Saturday, February 28, 2009

snow devil


Tonight I am going to watch a rugby game, Ireland vs England. (I've become rather a fan of rugby. Like American football, except way faster, and more exciting, and the men are REALLY big and burly and yummy and they all pile on top of each other like squirming sweating sex puppies and honestly, from a red blooded female's perspective, it's like watching a smorgasbord of sweaty, muscly testosterone-fueled manliness and what, I ask you, can be better than that? Oh Lord, is it warm in here or is it just me? I think Janet understands. As does Pam.)

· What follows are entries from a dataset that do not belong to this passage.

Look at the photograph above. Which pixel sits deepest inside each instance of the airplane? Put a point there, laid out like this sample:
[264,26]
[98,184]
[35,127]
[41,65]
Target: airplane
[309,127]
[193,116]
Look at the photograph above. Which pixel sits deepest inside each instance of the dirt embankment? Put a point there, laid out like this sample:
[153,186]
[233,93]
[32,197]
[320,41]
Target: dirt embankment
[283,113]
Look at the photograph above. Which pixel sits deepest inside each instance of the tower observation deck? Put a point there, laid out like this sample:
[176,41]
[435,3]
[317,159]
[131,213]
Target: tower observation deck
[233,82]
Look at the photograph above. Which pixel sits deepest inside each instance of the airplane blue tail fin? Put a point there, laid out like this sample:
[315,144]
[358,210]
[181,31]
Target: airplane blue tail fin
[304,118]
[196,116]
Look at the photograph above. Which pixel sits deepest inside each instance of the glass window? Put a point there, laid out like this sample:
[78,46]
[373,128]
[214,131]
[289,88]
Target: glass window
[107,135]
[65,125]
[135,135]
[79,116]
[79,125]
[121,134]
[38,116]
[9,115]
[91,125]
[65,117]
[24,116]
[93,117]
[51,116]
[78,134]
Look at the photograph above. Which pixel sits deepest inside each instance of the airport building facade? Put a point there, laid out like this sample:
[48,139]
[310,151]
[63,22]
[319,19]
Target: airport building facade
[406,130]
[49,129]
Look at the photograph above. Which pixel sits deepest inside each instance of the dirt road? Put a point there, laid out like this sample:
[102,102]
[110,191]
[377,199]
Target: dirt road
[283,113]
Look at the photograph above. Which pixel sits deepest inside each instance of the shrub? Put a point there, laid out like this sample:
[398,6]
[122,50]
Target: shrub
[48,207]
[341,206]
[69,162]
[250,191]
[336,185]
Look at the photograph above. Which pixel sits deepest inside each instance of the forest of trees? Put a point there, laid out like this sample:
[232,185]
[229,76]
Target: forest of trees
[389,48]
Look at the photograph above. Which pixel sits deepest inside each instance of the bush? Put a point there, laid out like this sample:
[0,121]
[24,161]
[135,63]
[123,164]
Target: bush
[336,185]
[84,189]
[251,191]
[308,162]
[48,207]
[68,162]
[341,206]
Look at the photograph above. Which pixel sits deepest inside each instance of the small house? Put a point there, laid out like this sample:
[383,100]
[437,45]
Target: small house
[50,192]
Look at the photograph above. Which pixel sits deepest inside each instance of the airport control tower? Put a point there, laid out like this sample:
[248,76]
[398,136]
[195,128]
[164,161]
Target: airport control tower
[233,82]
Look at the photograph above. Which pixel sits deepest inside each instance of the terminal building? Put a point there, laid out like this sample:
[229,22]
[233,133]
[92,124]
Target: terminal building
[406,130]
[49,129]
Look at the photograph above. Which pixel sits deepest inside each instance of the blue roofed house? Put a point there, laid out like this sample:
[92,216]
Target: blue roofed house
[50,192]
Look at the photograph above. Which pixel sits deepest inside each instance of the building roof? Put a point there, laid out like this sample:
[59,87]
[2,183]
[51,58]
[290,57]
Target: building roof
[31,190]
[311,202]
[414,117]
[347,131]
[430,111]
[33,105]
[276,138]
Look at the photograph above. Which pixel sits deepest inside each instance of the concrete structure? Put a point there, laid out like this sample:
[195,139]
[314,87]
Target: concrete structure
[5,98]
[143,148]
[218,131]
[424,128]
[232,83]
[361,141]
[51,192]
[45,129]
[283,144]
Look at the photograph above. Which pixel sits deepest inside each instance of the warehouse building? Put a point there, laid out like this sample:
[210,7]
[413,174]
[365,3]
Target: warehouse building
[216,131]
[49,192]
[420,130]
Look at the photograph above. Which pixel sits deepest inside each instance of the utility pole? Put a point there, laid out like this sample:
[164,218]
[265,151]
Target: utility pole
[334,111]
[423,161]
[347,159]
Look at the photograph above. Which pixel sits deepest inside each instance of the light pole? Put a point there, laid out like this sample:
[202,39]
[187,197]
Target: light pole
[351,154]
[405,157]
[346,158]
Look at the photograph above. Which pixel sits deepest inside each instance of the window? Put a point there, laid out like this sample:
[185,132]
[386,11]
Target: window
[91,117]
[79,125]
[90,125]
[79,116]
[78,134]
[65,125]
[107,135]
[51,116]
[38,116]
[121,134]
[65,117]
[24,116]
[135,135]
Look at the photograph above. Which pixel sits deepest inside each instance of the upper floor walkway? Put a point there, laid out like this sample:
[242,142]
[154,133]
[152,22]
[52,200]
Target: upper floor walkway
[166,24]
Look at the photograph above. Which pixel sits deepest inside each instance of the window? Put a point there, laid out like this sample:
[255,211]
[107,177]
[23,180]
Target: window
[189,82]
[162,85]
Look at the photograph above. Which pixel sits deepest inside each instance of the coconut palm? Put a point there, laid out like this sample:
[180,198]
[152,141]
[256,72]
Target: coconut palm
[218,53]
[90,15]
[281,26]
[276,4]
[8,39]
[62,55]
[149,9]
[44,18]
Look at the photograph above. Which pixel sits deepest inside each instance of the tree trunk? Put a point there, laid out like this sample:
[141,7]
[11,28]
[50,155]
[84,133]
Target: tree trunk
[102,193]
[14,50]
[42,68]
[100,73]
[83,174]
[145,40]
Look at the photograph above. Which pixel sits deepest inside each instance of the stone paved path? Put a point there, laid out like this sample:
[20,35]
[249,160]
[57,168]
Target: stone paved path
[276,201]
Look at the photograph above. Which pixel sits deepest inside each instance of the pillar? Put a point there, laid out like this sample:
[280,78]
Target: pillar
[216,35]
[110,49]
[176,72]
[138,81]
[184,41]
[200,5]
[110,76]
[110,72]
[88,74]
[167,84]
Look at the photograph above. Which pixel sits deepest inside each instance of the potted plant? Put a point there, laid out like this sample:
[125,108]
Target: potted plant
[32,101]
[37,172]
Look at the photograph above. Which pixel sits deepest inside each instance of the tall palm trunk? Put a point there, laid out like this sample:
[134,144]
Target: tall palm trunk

Ahem. (fanning her face in a delicate Southern Belle manner) Yes I do likes me some rugby.

We are going, in a rather large group of confessed sots, drunks, Irish, English, a lone Scot, horny rugby lovin' women and general mayhem-producers, to a pub in Oslo which I will not tell you the name of at present for fear of the police having a heads up of us intending to misbehave.

Ok, we aren't really that bad. We'll just get a bit soused and then holler alot. I mean, we are a bunch of 30++ (except of course, you, Eileen, though you only get a few more months before you have to face it like the rest of us) professionals with responsible jobs, mortgages, the occasional children and grown up type things hanging over us. some of us are even considered rather intelligent. We've got a rocket scientist, a few PhD's, some IT people, engineers and such amongst us. (Writing that just now, I fear I am sort of the stooge of the group. Funny, flirty, but certainly maybe not the brain trust, yaknowwutimean? Perhaps I am the Chronicler, the Samuel Pepys of the drunk brigade.)) So, we can't really get into THAT much trouble. Can we?

And certainly, we do not do undignified things. Not like making snow angels in the middle of very busy Olso streets. And then having them horribly defiled. Nor ending the evening in a Scottish bar (must respect all the Celts, you know) slurping down fine Scotch on wasted tastebuds and talking in random monosyllables and snorting with laughter. (Warning: If you are ever presented with a cognac and a spoon by a Norwegian guy named Ronny and told to snort, think long and hard about that decision. Amazing what peer pressure can do even if you are in your late thirties. My sinuses are still remarkably clear though.) Nor twisting Phil's hat up until he looks remarkably like that Holbein painting of Anne of Cleves with the Flying Nun headress and then making him pose for pictures. (Actually it is a remarkable resemblance.)

I have the milk thistle at the ready for when I get home and the large glass of water resides next to the bed.